JAKARTA, iNews.id — Pengunjung melihat pameran seni karya seniman Bambang Supriadi bertajuk "Sela Menjadi", di The Ritz-Carlton, Mega Kuningan, Jakarta Selatan, Rabu (12/8/2026). Pameran yang diselenggarakan Revoluta Art Space ini digelar hingga 18 Agustus 2026 dan terbuka gratis untuk umum.
Selama lebih dari tiga dekade, figur manusia menjadi pusat praktik artistik Bambang Supriadi. Dalam pameran ini, figur manusia mengalami pergeseran dari kanvas dua dimensi menuju medium relief. Kurator Diaz Ramadhansyah. menilai perubahan tersebut membuat tubuh tidak lagi sekadar citra pada bidang datar, tetapi memiliki kedalaman, bobot, serta hubungan fisik dengan material pembentuknya.
Karya-karya Bambang menampilkan karakter material secara terbuka, mulai dari serat kardus, sambungan kawat, bekas kikisan dempul hingga material GRC dengan kepadatan dan retakan kecilnya. Jejak proses penciptaan tidak disamarkan, sehingga permukaan karya menyimpan riwayat pembuatannya. Pendekatan tersebut memperlihatkan lapisan material sebagai bagian dari waktu dan sejarah yang melekat pada tubuh karya.
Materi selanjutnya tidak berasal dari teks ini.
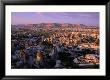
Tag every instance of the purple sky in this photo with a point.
(87, 18)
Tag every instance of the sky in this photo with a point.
(87, 18)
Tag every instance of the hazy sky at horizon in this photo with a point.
(87, 18)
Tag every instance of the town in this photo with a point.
(54, 46)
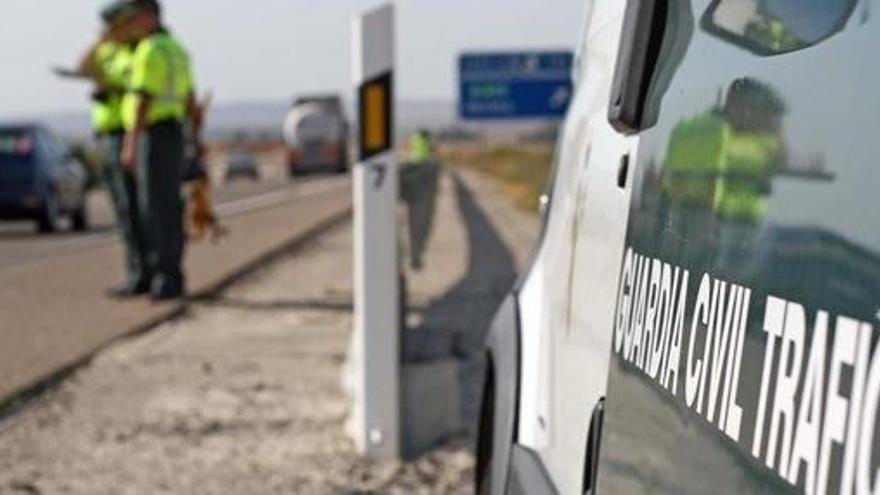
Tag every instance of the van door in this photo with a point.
(744, 355)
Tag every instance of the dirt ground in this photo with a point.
(242, 394)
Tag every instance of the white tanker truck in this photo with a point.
(316, 135)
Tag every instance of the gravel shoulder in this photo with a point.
(241, 395)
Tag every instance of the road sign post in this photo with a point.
(376, 361)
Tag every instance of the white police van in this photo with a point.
(700, 315)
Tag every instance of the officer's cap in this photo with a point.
(118, 10)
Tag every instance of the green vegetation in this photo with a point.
(524, 170)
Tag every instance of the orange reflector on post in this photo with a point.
(376, 114)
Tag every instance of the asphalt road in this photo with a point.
(20, 244)
(54, 313)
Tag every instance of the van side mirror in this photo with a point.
(774, 27)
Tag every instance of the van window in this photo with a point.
(772, 27)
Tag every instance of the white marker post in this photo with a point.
(375, 420)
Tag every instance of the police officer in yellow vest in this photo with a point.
(107, 63)
(719, 168)
(158, 102)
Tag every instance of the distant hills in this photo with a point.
(248, 120)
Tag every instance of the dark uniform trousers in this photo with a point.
(160, 165)
(122, 186)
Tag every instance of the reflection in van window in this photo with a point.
(770, 27)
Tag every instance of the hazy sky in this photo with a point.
(264, 50)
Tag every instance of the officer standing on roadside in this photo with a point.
(159, 100)
(107, 63)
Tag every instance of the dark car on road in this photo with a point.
(242, 164)
(40, 180)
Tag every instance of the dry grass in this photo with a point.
(522, 169)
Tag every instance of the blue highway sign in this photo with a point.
(514, 85)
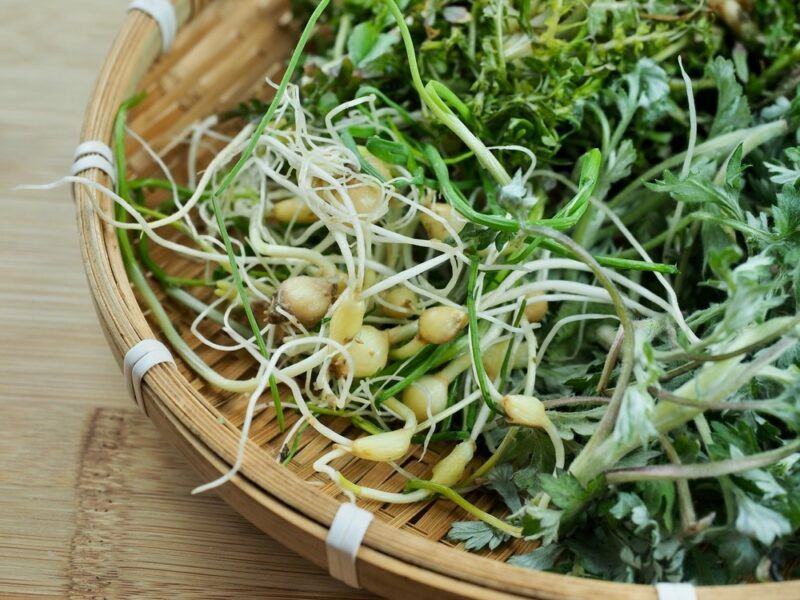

Melalui medium relief, perhatian penonton diarahkan dari ekspresi wajah menuju gestur tubuh, seperti lengkung punggung, arah bahu, dan tarikan lengan. Gestur tersebut menjadi ruang bagi pengalaman kerja, kehilangan, dan ingatan untuk hadir dalam karya. Permainan cahaya dan pergerakan penonton juga mengubah bayangan serta kedalaman relief, sehingga hubungan antara tubuh, material, dan ruang menjadi bagian penting dari pengalaman menikmati pameran.